Um ihre Ernährung zu ergänzen, und auch damit Pierre mit verschiedenen Waffen üben konnte, jagten sie Kaninchen und kleinere Tiere. Pierre konnte inzwischen Pfeil und Bogen mit einiger Geschicklichkeit benutzen, war aber eher zögerlich im Umgang mit einem Dolch. Armand beschloss, dass es an der Zeit war, Pierre abzuhärten. Sein Freund musste seine Hemmungen verlieren, sonst hatte er keine Chance, später bei einem Kampf mit Dolch oder Degen zu überleben.

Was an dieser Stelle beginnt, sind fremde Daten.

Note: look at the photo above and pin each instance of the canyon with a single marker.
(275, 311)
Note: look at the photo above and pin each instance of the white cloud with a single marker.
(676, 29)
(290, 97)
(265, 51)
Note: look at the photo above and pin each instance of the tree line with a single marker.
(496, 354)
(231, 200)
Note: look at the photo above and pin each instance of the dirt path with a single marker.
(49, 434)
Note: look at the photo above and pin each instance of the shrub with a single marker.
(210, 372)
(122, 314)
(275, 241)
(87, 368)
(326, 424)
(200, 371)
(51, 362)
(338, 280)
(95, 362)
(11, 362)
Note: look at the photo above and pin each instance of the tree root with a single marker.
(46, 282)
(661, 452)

Am nächsten Tag schoss Armand ein Rehkitz an. Es schwer verletzt und versuchte verzweifelt und unter Schmerzen, zu entkommen.

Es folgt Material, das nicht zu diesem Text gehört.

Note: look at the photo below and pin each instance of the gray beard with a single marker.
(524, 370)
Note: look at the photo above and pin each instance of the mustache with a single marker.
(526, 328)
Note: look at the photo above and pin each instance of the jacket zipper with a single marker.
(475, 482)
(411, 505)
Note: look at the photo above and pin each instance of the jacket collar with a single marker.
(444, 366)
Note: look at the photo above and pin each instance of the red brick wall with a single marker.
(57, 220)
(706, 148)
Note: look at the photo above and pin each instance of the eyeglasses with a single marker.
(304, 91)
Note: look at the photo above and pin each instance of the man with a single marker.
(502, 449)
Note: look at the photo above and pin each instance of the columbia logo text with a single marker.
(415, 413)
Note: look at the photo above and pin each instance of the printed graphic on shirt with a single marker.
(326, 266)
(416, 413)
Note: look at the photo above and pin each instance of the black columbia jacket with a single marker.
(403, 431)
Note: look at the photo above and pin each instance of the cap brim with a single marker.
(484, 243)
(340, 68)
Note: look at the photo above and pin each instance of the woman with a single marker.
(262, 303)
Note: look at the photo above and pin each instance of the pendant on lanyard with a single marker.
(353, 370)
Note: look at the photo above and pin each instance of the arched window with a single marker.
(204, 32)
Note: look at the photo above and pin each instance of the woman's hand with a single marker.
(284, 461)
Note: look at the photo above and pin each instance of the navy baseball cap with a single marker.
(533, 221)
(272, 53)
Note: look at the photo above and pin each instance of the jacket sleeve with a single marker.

»Mach es fertig, erlöse es«, sagte Armand zu Pierre.

Pierre schluckte. »Ich kann nicht!«, stammelte er.

»Wenn du es nicht tötest, wird das arme Tier stundenlang leiden, die Füchse werden es bei lebendigem Leib fressen – und es wird heute Abend kein Abendessen geben, aber es ist deine Entscheidung. Ich mache es jedenfalls nicht.«, antwortete Armand kalt und drehte sich um.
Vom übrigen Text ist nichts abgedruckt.